Collective Emotions

Out-of-towners often think of New York as an impersonal place where robbery and rape are considered some sort of toll residents are obliged to pay. I used to have a friend who referred to New York as the "cesspool of humanity." While an outsider's opinion is often skewed from reality, the one area where this is most true is New York's sense of community.

Unlike the suburbs, the city is a series of blocks and buildings in which casual relationships easily form. Whether with the people in the deli, the doormen that one passes each day on the way to work, or shop clerks, New York's sense of community is more akin to small-town familiarity.

This sense also carries over to the subway. Of course, millions of people take the subway each day so the chances of seeing the same person over and over again are rare.
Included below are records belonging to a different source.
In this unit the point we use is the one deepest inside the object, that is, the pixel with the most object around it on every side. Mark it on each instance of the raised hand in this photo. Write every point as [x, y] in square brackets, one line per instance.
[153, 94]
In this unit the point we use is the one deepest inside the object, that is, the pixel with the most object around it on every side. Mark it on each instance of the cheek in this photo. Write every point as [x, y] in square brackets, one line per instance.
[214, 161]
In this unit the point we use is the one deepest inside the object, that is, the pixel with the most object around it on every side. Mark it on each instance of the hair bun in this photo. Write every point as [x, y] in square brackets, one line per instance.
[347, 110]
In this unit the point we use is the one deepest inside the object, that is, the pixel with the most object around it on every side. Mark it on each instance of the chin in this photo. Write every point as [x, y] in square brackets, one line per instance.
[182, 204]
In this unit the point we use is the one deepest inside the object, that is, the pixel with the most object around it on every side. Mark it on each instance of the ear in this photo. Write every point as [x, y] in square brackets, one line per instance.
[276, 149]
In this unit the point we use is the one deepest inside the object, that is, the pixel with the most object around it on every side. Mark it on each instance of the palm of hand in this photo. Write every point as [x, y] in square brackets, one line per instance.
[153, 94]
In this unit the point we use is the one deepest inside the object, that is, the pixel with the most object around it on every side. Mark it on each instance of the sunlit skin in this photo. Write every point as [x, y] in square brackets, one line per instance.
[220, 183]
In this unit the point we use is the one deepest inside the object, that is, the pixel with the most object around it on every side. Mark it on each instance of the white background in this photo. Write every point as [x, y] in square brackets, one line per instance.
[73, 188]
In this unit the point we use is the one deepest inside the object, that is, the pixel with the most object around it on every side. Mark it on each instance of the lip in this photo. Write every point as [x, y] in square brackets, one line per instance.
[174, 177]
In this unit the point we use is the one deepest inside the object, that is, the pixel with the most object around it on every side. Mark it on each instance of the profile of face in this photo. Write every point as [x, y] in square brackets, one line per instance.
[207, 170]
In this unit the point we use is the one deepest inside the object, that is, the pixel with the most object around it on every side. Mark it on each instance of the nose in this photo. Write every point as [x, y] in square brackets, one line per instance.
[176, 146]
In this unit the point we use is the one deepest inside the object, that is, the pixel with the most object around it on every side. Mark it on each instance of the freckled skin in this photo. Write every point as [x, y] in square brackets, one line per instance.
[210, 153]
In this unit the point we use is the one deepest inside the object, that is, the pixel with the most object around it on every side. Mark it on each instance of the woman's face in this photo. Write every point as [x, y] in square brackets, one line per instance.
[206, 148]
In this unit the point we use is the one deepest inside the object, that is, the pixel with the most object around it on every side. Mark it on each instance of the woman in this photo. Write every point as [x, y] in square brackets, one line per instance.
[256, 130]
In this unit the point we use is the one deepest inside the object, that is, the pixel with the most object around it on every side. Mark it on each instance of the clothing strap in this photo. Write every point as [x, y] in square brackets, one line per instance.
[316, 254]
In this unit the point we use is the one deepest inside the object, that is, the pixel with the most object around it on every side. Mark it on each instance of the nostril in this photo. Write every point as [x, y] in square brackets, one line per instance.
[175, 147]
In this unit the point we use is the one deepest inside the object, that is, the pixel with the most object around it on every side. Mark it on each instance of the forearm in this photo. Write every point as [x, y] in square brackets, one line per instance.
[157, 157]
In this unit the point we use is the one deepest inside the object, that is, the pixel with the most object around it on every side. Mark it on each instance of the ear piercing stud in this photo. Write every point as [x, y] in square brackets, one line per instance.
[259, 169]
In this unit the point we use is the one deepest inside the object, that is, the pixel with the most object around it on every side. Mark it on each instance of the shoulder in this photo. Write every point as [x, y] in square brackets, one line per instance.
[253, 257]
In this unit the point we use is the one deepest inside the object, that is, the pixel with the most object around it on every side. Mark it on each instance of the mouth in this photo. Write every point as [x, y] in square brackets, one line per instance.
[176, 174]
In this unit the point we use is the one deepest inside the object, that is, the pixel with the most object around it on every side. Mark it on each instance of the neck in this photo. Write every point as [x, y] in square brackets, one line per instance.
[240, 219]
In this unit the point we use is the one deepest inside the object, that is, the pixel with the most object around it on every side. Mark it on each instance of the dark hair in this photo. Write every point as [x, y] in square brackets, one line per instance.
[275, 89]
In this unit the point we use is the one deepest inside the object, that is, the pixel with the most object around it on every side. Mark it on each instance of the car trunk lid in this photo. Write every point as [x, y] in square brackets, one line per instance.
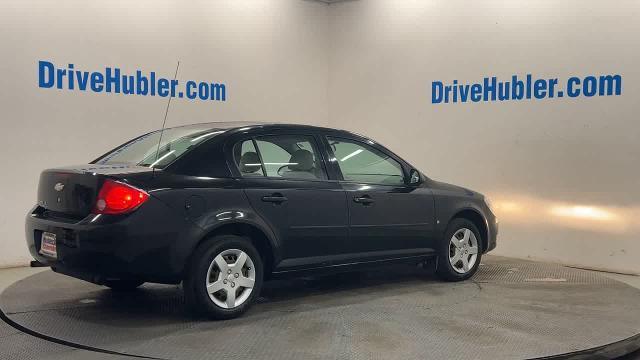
[72, 191]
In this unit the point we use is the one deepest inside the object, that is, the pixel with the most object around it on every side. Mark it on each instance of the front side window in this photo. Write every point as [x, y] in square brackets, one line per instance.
[362, 163]
[280, 156]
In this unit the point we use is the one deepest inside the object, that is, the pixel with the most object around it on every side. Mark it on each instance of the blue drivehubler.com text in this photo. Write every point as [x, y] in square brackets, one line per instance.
[114, 80]
[525, 88]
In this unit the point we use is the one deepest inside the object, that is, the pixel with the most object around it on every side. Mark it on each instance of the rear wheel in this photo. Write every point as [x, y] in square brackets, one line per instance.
[225, 277]
[460, 251]
[123, 285]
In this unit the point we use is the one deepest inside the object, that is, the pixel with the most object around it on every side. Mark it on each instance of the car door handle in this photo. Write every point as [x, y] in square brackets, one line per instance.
[274, 198]
[364, 200]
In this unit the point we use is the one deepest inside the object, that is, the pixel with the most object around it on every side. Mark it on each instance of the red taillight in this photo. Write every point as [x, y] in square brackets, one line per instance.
[118, 198]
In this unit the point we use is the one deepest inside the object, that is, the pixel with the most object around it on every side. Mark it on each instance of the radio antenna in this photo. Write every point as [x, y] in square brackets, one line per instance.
[164, 122]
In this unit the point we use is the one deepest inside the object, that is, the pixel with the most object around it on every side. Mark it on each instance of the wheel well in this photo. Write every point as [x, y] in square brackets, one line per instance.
[478, 221]
[253, 233]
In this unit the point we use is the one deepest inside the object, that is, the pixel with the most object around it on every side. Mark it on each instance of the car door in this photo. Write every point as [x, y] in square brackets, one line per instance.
[388, 217]
[285, 180]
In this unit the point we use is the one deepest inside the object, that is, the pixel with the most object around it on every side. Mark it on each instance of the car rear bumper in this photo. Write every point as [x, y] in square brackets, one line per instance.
[151, 244]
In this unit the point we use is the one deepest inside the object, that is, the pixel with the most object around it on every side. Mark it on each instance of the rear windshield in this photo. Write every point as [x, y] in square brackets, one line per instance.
[144, 151]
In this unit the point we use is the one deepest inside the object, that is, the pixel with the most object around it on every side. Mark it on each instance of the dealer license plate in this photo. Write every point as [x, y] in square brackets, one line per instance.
[48, 245]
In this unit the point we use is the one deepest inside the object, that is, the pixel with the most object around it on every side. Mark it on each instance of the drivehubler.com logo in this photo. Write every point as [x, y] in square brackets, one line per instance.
[525, 88]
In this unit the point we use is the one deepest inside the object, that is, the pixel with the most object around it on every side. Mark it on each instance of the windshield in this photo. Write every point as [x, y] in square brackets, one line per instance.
[143, 151]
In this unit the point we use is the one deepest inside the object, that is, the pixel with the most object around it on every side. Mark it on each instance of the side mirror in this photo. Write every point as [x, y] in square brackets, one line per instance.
[414, 177]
But, this in fact happened today. The same old man sat right next to me today as did yesterday. A small, pudgy man, he wore well-rounded suspenders and a black baseball hat advertising the Lone Star Saloon in Wayne, Alta. (I still don't know what Alta stands for, Atlanta?). What a coincidence. In my six years in New York, I have also shared a ride with someone, spent a few hours downtown, then on the ride home saw the same person.

The small-town feel is most evident when something goes wrong. Earlier I was planing to go to work (yes, on a holiday) and my good intentions were dashed when I saw the pile of people waiting in the subway station. The turnstiles were closed, dividing those who happened into the station from those who had paid their fare and were leaning off the platform looking for the hope that two headlights provide.

In a situation such as this, New Yorkers come out of their social bubble and approach each other as only New Yorkers can: directly. What's going on? Is the train running? How long before the next train? These questions can be directed toward anyone, no matter how ill-informed the person may appear to be. In this way, New Yorkers share in a common emotion, in this case disappointment. Sometimes I hide my disappointment, remaining distant from the negative crowd. I do remain sympathetic to the limitations of the transit system, but I have my limitations like anyone.

Disappointment or joy, I always enjoy the communal emotion that I stumble upon in New York's subway. It is reminiscent of people who are just trying to make the best of a bad situation, for no one wants to be on the train.